In the latest News Net (May/June 2010, 50.3) of the American Association for the Advancement of Slavic Studies, Scott Palmer’s “Academic Publishing in the Digital Age” surveys the current landscape of digital humanities: JSTOR, MUSE, the JSAH, the university presses and the “digital transition,” various e-book platforms and e-readers, including the Kindle and iPad. He examines the Institute for the Future of the Book, George Mason University’s Center for History and New Media, Web 2 and 3 capabilities, the impact of mega-corporations like Microsoft, Apple and Google, and the efforts of government and private foundations, including NEH, MacArthur, Mellon and ACLS. Among the “impressive” multimedia projects he cites is ACLS Humanities E-Book’s XML series.
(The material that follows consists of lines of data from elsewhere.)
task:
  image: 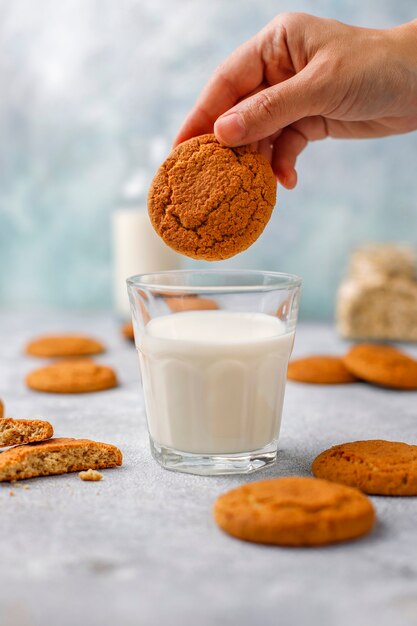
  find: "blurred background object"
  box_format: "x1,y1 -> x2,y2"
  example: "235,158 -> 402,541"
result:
112,147 -> 182,319
337,244 -> 417,341
0,0 -> 417,319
Prof. Palmer then devotes many of his final remarks to the importance of a new digital literacy among humanists themselves and the opportunities and challenges that this new fluency carry for the academy. “We should be prepared to be buffeted by continuing whirlwinds of change,” he concludes.
Scott Palmer comes to the topic with first-hand knowledge and experience: he is the author of HEB’s XML multimedia version of Dictatorship of the Air (Cambridge UP, HEB e-book, 2007) and now serves as editor-in-chief of The Russian Front website.